Earlier this year, the full bench of the High Court of Australia found unilaterally in favour of developer Citta Hobart Pty Ltd and Parliament Square Hobart Landowner Pty Ltd (Appellants) and against disability advocate David Cawthorn (Cawthorn).
The Appellants were the developer and landowner, respectively, of a development known as Parliament Square at the rear of Hobart Parliament House in Hobart. Cawthorn, a paraplegic who relied on a wheelchair for mobility, brought a claim of discrimination against the Appellants under the Anti-Discrimination Act 1998 (Tas) (Tasmanian Act).
Access to Parliament Square from Hobart’s waterfront precinct requires a 35 metre uphill push for people using wheelchairs and prams. One of Parliament Square’s three entrances, is only accessible by stairs.
Cawthorn’s complaint was referred to Tasmania’s Anti-Discrimination Tribunal, which dismissed his claim. The Appellants argued that they had complied with the relevant Commonwealth legislation (the Disability Discrimination Act 1992 (Cth) (Commonwealth Act)), and that the Tasmanian Act (which provides broader protections to people with disabilities) was inoperative under s 109 of the Australian Constitution because it was inconsistent with the Commonwealth Act.
After losing an appeal in the Tasmanian Supreme Court, the Appellants appealed to the High Court, who only agreed to hear the case on the basis that the Appellants would not seek costs if they won. All seven Justices allowed the Appellant’s appeal and reinstated the original decision of the Tribunal.
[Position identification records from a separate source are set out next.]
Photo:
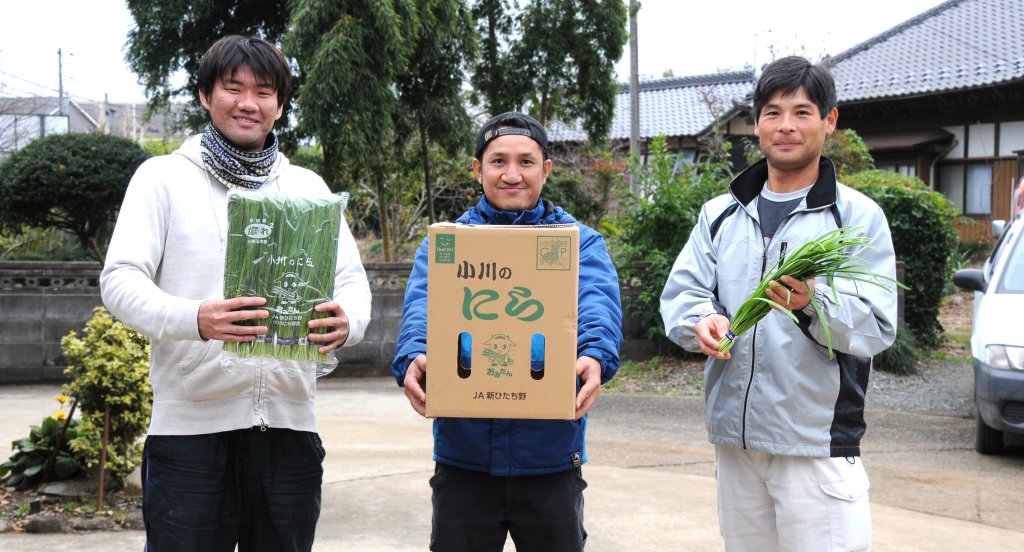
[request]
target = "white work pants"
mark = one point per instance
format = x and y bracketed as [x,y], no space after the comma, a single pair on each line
[791,503]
For builders, architects and planners, there are legislative requirements mandating access requirements.
Federally, the main requirements for disability access are found in the Disability (Access to Premises - Buildings) Standards 2010, made under the Federal Disability Discrimination Act 1992. These standards apply to all new building projects in which an application for construction approval is required to be made to the relevant state authority. They include minimum requirements, for example, the provision of well-lit ‘exit’ signs in buildings.
There are not, however, specific statutes or regulations containing accessibility requirements. While each State and Territory has its own general disability legislation, these do not impose direct requirements for premises. For example, Victoria’s Disability Act 2006, only imposes requirements on the premises of disability service providers.
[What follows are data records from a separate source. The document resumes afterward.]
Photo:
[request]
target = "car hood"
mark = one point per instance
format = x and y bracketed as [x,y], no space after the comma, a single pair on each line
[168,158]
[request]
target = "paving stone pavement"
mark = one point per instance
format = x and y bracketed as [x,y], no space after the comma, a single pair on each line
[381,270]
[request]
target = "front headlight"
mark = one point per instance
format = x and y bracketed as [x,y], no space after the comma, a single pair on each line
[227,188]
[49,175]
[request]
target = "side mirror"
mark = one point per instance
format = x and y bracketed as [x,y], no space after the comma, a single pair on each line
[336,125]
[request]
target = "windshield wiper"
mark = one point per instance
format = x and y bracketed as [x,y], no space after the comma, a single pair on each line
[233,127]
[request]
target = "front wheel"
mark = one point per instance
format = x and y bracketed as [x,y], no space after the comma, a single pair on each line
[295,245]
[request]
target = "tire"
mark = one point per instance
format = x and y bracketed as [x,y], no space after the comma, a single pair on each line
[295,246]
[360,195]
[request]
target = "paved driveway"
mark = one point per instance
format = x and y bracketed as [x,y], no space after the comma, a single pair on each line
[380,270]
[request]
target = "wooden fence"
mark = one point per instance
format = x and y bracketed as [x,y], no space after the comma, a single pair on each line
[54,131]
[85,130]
Instead, legislation in each jurisdiction requires service providers to avoid discriminating against people with disability, and this legal ‘bare minimum’ is often satisfied by providing an alternative (and most often clunky), accessible route to obtain a service.
Whether this standard remains fit for purpose is up for debate. The Victorian Government is currently circulating exposure drafts for the Disability Inclusion Bill 2022, which will create a general duty for public service entities to promote and advance disability inclusion in society.
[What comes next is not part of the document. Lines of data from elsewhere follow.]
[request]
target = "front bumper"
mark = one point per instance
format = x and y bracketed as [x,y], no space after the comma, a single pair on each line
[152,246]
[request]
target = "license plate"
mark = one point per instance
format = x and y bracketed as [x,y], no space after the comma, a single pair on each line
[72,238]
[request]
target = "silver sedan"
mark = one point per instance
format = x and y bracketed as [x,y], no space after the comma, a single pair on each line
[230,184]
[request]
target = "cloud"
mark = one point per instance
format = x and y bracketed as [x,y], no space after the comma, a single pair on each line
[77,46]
Public spaces shouldn’t just be accessible to all; accessibility by all should be encouraged at public spaces.
‘Universal design’ offers a potential solution, and originates in a school of architectural thought which aims to maximise the utility and convenience of the built environment equally for all users. It differs from ‘accessible design’ by delivering a unified user experience, irrespective of whether a given person has a disability.
This approach is built on a recognition that accessible design features are often useful to all, and in its implementation, it avoids making visual distinctions between different users on the basis of their abilities. The stand-alone wheelchair and pram entrance, a hallmark of accessible design thinking, becomes the main entrance in a design which embraces the universal approach.
In the absence of universal legislation, it is essential the community considers and embraces empathic and universal design thinking, to welcome and encourage all of us to access and freely move around our public spaces.